Kuwait police disperse stateless protest

Kuwaiti security forces fired tear gas and stun grenades Wednesday to disperse hundreds of stateless residents demanding citizenship and basic rights, activists and witnesses said.

Known locally as bidoons, the demonstrators turned out to mark the international day of non-violence despite a stern warning by the interior ministry that it would deal firmly and harshly with any protest.

At least eight people were arrested when riot police backed by armoured vehicles tried to break up the protest by force, the National Committee for Monitoring Violations -- a non-governmental rights group, said on its Twitter account.

The head of the Kuwait Society for Human Rights, Mohammad al-Humaidi, said on Twitter that police used tear gas to disperse the peaceful rally and that several arrests were made.

Earlier in the day, stateless school children gathered outside a number of schools in Jahra, 50 kilometres (31 miles) west of Kuwait City, carrying banners calling the 106,000 bidoons to be granted citizenship.

Riot police have forcibly dispersed protests over the past two years, using stun grenades and tear gas, and arresting hundreds who are now on trial for holding illegal gatherings and assaulting police.

Bidoons were born and raised in Kuwait and claim they have the right to Kuwaiti citizenship, but the government says only 34,000 of them qualify for consideration, while the rest hold other nationalities.

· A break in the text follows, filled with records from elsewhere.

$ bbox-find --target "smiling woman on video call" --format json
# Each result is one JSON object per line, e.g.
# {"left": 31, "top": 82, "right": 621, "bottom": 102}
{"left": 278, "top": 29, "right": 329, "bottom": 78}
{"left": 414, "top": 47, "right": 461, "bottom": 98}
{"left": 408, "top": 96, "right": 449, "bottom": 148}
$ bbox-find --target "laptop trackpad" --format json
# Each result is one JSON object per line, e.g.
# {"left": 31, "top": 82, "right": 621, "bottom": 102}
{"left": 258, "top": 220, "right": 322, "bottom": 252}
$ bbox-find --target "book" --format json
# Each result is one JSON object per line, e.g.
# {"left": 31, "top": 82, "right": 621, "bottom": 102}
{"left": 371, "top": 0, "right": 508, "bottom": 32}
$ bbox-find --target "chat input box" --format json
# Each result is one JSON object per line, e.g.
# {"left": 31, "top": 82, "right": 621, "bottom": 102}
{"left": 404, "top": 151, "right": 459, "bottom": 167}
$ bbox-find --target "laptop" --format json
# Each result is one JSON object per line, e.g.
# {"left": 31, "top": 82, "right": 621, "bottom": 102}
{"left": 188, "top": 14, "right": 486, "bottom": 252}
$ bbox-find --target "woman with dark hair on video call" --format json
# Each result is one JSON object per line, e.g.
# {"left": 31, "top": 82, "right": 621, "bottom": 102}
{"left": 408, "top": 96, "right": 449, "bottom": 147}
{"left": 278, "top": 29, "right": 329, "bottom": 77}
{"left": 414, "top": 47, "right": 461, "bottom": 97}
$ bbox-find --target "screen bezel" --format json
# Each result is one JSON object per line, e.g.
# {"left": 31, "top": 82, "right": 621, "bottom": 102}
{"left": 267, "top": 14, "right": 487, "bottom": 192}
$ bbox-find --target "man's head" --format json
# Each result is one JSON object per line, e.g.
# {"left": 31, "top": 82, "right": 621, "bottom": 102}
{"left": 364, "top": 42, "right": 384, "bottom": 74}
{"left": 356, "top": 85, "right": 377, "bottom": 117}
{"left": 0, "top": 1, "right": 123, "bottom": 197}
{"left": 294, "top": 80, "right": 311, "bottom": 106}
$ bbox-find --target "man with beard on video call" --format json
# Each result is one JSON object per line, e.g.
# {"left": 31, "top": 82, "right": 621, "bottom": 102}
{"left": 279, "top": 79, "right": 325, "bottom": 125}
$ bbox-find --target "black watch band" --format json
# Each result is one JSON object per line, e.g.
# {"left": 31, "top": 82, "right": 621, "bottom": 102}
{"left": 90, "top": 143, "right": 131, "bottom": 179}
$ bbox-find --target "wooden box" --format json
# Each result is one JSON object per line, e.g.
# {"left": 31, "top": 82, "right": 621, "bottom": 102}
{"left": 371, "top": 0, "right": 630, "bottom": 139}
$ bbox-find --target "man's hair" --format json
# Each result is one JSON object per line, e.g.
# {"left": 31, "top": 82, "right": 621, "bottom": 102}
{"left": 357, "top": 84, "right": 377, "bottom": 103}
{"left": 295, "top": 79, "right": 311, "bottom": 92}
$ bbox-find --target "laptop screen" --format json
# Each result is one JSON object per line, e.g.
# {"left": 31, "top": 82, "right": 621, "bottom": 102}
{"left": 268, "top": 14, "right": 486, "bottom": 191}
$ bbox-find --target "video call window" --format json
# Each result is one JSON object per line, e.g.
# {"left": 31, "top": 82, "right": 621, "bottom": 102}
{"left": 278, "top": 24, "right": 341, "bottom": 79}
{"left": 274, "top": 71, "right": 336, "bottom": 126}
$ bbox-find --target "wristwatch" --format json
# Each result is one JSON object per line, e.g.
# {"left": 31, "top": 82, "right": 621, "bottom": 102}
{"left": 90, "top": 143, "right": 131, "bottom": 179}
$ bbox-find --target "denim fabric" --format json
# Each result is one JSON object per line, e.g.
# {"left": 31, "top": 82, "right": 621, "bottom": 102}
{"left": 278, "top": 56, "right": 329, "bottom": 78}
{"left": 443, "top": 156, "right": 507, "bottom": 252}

Although parliament has repeatedly supported government plans for granting bidoons citizenship, the process has been slow.

Kuwait has alleged that stateless residents, and in some cases their ancestors, destroyed their original passports to claim the right to citizenship in order to gain access to the state-provided services and benefits.

In a bid to force bidoons to produce their original nationality papers, Kuwait has refused to issue essential documents to many of them, including birth, marriage and death certificates.